Tornando al presente, con la sua velocità e affidabilità oggi il 5G può già essere il supporto per applicazioni in campo medico e in particolare nelle emergenze. Nella soluzione di Ericsson, sulle ambulanze il personale medico può utilizzare uno strumento di intelligenza artificiale per leggere i tracciati degli elettrocardiogrammi e realizzare una diagnosi tempestiva delle malattie cardiovascolari: l’assistenza al paziente diventa più tempestiva ed efficace.

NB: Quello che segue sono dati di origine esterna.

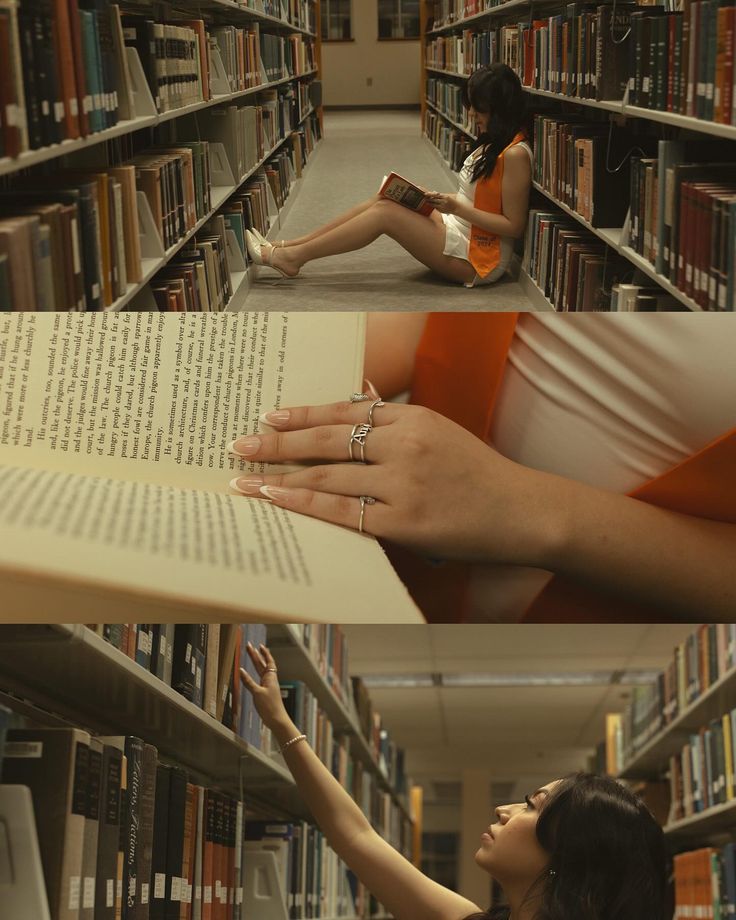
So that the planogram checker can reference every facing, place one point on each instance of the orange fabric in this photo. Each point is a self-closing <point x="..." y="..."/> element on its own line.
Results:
<point x="459" y="368"/>
<point x="484" y="253"/>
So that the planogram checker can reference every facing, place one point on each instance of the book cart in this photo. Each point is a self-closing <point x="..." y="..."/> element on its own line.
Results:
<point x="158" y="126"/>
<point x="448" y="18"/>
<point x="67" y="675"/>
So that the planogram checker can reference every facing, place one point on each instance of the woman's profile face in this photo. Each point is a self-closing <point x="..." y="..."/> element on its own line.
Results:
<point x="509" y="849"/>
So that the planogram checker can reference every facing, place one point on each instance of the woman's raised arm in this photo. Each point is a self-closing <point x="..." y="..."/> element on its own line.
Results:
<point x="405" y="892"/>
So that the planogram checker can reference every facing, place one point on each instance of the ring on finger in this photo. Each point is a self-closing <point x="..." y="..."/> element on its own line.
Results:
<point x="364" y="500"/>
<point x="358" y="436"/>
<point x="376" y="404"/>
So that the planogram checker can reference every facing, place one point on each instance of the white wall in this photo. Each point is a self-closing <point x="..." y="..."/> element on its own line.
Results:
<point x="393" y="66"/>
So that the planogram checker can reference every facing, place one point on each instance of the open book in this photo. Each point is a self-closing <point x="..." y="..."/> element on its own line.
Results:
<point x="404" y="192"/>
<point x="114" y="495"/>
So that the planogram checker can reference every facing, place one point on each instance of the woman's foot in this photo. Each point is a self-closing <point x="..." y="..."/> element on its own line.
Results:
<point x="263" y="253"/>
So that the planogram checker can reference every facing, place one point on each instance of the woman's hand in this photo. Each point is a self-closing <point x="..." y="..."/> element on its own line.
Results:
<point x="445" y="204"/>
<point x="267" y="694"/>
<point x="438" y="488"/>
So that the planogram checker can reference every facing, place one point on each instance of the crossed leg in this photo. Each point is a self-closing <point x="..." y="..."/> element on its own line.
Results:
<point x="333" y="224"/>
<point x="422" y="237"/>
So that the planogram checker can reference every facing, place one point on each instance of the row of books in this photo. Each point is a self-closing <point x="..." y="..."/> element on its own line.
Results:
<point x="316" y="884"/>
<point x="572" y="267"/>
<point x="73" y="242"/>
<point x="66" y="74"/>
<point x="684" y="62"/>
<point x="705" y="657"/>
<point x="702" y="773"/>
<point x="462" y="54"/>
<point x="683" y="219"/>
<point x="453" y="145"/>
<point x="123" y="835"/>
<point x="445" y="12"/>
<point x="448" y="98"/>
<point x="575" y="161"/>
<point x="705" y="883"/>
<point x="675" y="62"/>
<point x="202" y="662"/>
<point x="584" y="52"/>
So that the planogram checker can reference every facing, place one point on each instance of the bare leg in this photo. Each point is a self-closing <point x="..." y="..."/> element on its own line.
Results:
<point x="422" y="237"/>
<point x="333" y="224"/>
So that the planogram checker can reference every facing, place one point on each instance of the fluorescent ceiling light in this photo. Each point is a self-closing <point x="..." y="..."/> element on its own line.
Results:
<point x="538" y="679"/>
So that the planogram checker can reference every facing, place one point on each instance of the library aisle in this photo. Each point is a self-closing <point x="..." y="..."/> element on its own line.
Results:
<point x="358" y="149"/>
<point x="430" y="729"/>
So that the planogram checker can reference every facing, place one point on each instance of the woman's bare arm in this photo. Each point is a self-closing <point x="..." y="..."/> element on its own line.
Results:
<point x="406" y="893"/>
<point x="517" y="178"/>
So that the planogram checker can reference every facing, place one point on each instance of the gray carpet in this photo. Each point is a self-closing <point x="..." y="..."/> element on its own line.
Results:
<point x="359" y="148"/>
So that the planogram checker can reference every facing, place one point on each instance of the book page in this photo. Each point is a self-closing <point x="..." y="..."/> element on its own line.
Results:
<point x="157" y="397"/>
<point x="120" y="546"/>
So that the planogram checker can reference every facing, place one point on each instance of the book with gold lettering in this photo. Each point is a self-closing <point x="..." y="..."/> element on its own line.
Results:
<point x="115" y="472"/>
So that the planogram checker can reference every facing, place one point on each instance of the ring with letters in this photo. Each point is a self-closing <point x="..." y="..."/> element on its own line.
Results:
<point x="364" y="500"/>
<point x="358" y="436"/>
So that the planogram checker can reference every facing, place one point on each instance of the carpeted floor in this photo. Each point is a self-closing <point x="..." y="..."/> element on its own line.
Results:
<point x="359" y="148"/>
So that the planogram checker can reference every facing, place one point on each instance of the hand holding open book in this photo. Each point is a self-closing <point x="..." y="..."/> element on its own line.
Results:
<point x="114" y="470"/>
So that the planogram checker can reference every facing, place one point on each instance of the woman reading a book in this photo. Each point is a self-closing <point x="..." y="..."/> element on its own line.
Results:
<point x="468" y="237"/>
<point x="583" y="465"/>
<point x="579" y="848"/>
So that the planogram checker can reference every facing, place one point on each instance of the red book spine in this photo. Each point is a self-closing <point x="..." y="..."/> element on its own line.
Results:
<point x="728" y="65"/>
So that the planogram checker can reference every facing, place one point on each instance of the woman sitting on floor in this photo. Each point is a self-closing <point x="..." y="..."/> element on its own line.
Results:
<point x="469" y="236"/>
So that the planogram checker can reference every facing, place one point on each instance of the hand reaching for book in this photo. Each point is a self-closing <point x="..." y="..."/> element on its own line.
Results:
<point x="266" y="694"/>
<point x="437" y="488"/>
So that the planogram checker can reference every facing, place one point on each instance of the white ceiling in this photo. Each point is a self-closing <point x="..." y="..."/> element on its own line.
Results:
<point x="523" y="736"/>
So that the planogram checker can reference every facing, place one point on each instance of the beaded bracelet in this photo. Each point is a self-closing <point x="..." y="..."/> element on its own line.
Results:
<point x="293" y="741"/>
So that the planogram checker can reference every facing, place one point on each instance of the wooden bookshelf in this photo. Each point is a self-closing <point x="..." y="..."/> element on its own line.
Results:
<point x="222" y="12"/>
<point x="514" y="10"/>
<point x="67" y="675"/>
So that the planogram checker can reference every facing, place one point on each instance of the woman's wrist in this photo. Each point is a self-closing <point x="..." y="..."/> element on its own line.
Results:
<point x="284" y="730"/>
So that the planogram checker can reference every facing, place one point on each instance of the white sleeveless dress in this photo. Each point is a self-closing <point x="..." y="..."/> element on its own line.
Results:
<point x="611" y="400"/>
<point x="457" y="230"/>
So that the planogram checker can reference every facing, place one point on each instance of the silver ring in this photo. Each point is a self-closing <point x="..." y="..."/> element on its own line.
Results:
<point x="375" y="405"/>
<point x="358" y="436"/>
<point x="364" y="500"/>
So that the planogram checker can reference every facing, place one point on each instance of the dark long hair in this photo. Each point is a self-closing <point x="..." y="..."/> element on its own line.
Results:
<point x="607" y="855"/>
<point x="496" y="91"/>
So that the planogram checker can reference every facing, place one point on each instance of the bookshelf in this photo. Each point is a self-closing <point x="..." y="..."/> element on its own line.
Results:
<point x="117" y="143"/>
<point x="651" y="760"/>
<point x="444" y="19"/>
<point x="67" y="675"/>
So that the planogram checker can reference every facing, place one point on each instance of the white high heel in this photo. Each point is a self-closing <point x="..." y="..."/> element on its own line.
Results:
<point x="264" y="242"/>
<point x="256" y="252"/>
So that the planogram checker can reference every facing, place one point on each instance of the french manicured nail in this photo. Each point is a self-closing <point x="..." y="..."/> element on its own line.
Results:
<point x="247" y="485"/>
<point x="276" y="417"/>
<point x="275" y="493"/>
<point x="244" y="447"/>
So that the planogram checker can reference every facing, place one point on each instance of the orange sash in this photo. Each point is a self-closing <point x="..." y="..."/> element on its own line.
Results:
<point x="484" y="253"/>
<point x="459" y="368"/>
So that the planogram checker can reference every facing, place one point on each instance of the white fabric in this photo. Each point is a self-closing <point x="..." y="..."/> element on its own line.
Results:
<point x="457" y="230"/>
<point x="611" y="400"/>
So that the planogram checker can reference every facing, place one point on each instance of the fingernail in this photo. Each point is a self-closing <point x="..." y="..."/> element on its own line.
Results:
<point x="276" y="417"/>
<point x="275" y="494"/>
<point x="247" y="486"/>
<point x="244" y="447"/>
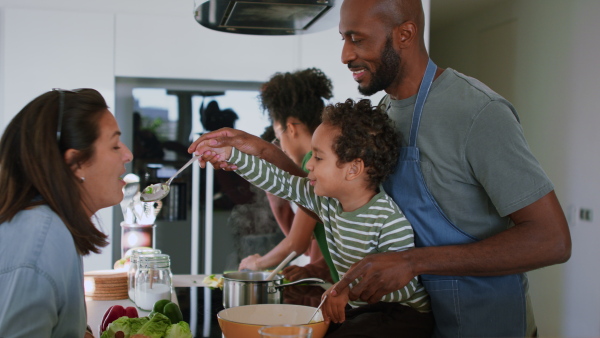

Ericsson sta anche studiando nuove soluzioni per la cosiddetta serviceability, la “serviziabilità” delle reti. Smartphone e visori di realtà aumentata permetteranno di condurre da remoto le procedure (sempre più complesse, a tendere) di installazione, configurazione e manutenzione di apparati di rete. I tecnici potranno completare le procedure utilizzando esclusivamente le funzionalità Bluetooth Low Energy di uno smartphone.
Nuove risorse per alimentare l’R&D
Con queste e altre innovazioni all’orizzonte e con le future opportunità del 6G ancora da esplorare, Ericsson ha bisogno anche dell’Italia per portare avanti l’innovazione. E qui emerge il noto problema della caccia ai talenti nelle aree Stem. “La massa critica di ingegneri che esce della università italiane è scarsissima”, ha ammesso Alessandro Pane. “Oggi negoziamo le risorse disponibili sul mercato del lavoro con aziende che operano in altri ambiti ormai digitalizzati, e non solo nell’Ict. Le università dovrebbero fare di più per spingere i giovani a scegliere percorsi di informatica o ingegneria informatica. Ci sono Paesi che all’estero, specie fuori dall’Europa, su questo si sono mossi prima e hanno ben altri numeri”.
Il manager di Ericsson ha però anche evidenziato i punti di forza del nostro sistema universitario. “In Italia manteniamo ancora molto alto il valore della qualità, i ragazzi che escono dalle università italiane hanno una preparazione molto alta, oggi anche su materie come la robotica, l’intelligenza artificiale”, ha detto Pane. “Inoltre in precedenza dovevamo impegnare molto tempo affinché un laureato fosse pronto a capire il processo industriale. Abbiamo però svolto un lavoro di collaborazione con le università che ha permesso, oggi, di avere laureati già quasi pronti a entrare nel ciclo produttivo”. Negli ultimi due anni in Italia l’azienda ha assunto una settantina di neolaureati.